Der Revisionskläger wurde 2003 zum Insolvenzverwalter über das Vermögen der Klägerin, einer GmbH & Co. KG bestellt, die zum 30.11.1996 durch formwechselnde Umwandlung der am 9.11.1996 gegründeten B-GmbH entstanden war. Letztere hatte im März 1997 mit einer – seit dem 1.6.2000 ebenfalls insolvent gewordenen – AG einen Vertrag über eine stille Gesellschaft abgeschlossen, der auf den 28.3.1996 rückdatiert wurde. In der Folgezeit kam es aufgrund dessen zu Gewinnausschüttungen an die AG, für die die GmbH & Co. KG im Juli und August 1997 (streitgegenständliche Zeiträume) KapESt einbehalten und angemeldet hatte. Die angemeldeten Beträge waren sodann von einem Bankkonto der AG abgebucht worden.

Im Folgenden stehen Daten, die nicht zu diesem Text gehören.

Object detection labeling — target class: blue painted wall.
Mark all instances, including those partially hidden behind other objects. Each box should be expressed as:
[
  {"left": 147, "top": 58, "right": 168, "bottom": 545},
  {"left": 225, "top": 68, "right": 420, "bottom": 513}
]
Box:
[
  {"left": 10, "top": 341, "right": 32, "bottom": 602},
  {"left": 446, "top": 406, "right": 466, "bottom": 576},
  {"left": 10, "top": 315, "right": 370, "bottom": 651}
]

Die GmbH & Co. KG reichte beim FA berichtigte KapESt-Anmeldungen ein, in denen die Gewinnausschüttungen mit 0 DM erklärt wurden. Sie begehrte im Anschluss daran die Erstattung eines KapESt-Guthabens von 2.015.625 DM. Das FA lehnte die Änderung der Anmeldungen sowie die Erstattungen ab.

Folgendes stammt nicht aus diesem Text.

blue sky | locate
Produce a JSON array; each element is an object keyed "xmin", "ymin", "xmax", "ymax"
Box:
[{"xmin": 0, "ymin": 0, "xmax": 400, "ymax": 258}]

Im Rahmen der hiergegen gerichteten Klage gelangte das FG zu der Erkenntnis, dass der Gesellschaftsvertrag über die Begründung einer stillen Gesellschaft ein zivilrechtlich unwirksames Scheingeschäft (§ 41 Abs. 1 Satz 1 AO) sei. Das FG hat infolgedessen zugunsten der GmbH & Co. KG entschieden, dass die von dieser angemeldeten KapESt für Juli und August 1997 ohne Rechtsgrund einbehalten und abgeführt worden seien. Die KapESt-Anmeldungen seien entgegen der Auffassung des FA aufzuheben, und zwar nach Maßgabe von § 164 Abs. 2 Satz 1, § 168 Satz 1 AO, ggf. auch von § 44b Abs. 4 Satz 1 EStG. Insofern hat das FG der Klage der GmbH & Co. KG stattgegeben.

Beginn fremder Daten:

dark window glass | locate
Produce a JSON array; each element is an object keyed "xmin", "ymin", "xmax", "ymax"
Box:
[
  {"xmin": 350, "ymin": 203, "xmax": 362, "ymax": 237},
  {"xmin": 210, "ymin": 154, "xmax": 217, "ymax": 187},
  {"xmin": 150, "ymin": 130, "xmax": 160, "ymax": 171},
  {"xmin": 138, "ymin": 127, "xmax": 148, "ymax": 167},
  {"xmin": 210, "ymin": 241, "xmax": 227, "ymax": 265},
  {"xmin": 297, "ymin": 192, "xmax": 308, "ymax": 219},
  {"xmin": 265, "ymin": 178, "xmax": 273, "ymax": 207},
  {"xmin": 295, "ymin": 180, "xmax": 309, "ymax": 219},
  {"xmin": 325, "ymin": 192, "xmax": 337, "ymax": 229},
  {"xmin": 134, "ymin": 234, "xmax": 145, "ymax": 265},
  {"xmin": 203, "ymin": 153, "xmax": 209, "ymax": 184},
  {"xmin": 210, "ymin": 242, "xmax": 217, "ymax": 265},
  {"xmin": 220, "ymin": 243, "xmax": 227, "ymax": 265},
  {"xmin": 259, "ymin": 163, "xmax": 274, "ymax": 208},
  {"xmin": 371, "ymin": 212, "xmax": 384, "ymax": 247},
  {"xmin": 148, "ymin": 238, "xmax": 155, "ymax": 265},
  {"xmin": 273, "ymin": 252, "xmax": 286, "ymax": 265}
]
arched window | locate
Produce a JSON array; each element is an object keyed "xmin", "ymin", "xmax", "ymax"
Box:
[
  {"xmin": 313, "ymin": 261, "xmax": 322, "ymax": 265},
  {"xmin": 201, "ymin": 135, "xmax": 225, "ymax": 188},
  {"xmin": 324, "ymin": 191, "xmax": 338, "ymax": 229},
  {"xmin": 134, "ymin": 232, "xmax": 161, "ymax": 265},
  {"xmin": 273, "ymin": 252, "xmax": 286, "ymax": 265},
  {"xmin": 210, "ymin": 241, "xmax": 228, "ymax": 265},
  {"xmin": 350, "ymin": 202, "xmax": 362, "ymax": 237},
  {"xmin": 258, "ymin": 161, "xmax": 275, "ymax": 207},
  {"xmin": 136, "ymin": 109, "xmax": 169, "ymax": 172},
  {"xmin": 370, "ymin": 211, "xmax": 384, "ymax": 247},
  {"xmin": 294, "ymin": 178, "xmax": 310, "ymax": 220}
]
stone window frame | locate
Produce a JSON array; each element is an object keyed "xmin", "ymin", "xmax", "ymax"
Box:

Es hat die Klage jedoch abgewiesen, soweit die GmbH & Co. KG zugleich Erstattung der abgeführten KapESt nach § 44b Abs. 4 Satz 1 EStG beanspruchte. Die GmbH & Co. KG sei nicht erstattungsberechtigt, weil tatsächlich nicht sie, sondern die AG die KapESt abgeführt habe und das Ganze nur zum Schein erfolgt sei; "wirkliche Gewinnausschüttungen" habe es, wie nunmehr aufgedeckt sei, nicht gegeben. Dafür, dass die Zahlung auf Rechnung der GmbH & Co. KG erfolgt sei, sei nicht ersichtlich. Das FG hat den Insolvenzverwalter über das Vermögen der AG zum Klageverfahren beigeladen.

 

Entscheidung

Der BFH hat der Revision des Revisionsklägers entsprochen: Auch wenn die GmbH & Co. KG nur "zum Schein" gehandelt habe, bleibe es dennoch dabei, dass sie "Soll-Abzugsverpflichete" sei. Als solche stehe ihr gem. § 44b Abs. 4 Satz 1 EStG auch der Erstattungsanspruch gegenüber dem FA zu. Derjenige, auf dessen Rechnung tatsächlich gehandelt werde, sei gehalten, sich zivilrechtlich bei dem Soll-Abzugsverpflichteten schadlos zu halten. Es sei nicht Sache des FA, diese Rechtslage zu berücksichtigen.

 

Hinweis

Der Sachverhalt, über welchen der BFH hier zu entscheiden hatte, hat sicherlich eher Seltenheitswert:

1. Kommt ein Vergütungsschuldner seiner gesetzlichen Verpflichtung nach und behält er bei Auszahlung von Gewinnanteilen aus Kapitalbeteiligungen die KapESt ein und führt er diese an das FA ab (§ 44 Abs. 1 EStG), stellt sich hinterher aber heraus, dass eine solche Verpflichtung gar nicht bestand, dann ist die KapESt-Anmeldung gem. § 45b Abs. 4 Satz 1 EStG zu ändern. Die einbehaltenen und angeführten Steuern sind infolgedessen vom FA zu erstatten.

2. Erstattungsberechtigt ist nach § 37 Abs. 2 AO derjenige, auf dessen Rechnung ohne rechtlichen Grund die Zahlung einer Steuer bewirkt worden ist. Abweichend hiervon bestimmt § 44b Abs. 4 Satz 2 EStG jedoch sondergesetzlich den "Antragsteller" zum Erstattungsberechtigten, nach den Normzusammenhängen also den nach § 44b Abs. 4 Satz 1 EStG "zum Steuerabzug Verpflichteten". Das wiederum ist nach § 44 Abs. 1 Sätze 3 und 4 EStG der Vergütungsschuldner.

Bei alledem bleibt es, wie der BFH herausstellt, auch dann, wenn der Vergütungsschuldner nicht derjenige ist, auf dessen Rechnung die Steuer abgeführt worden ist. Die gesetzlichen Regelungen zielen darauf ab, das FA nicht mit internen Streitigkeiten des zivilrechtlich verbundenen Schuldners und Gläubigers zu belasten. Aus Gründen der Vereinfachung ist also stets der formal Einbehaltungs- und Abführungsverpflichtete auch der Erstattungsberechtigte.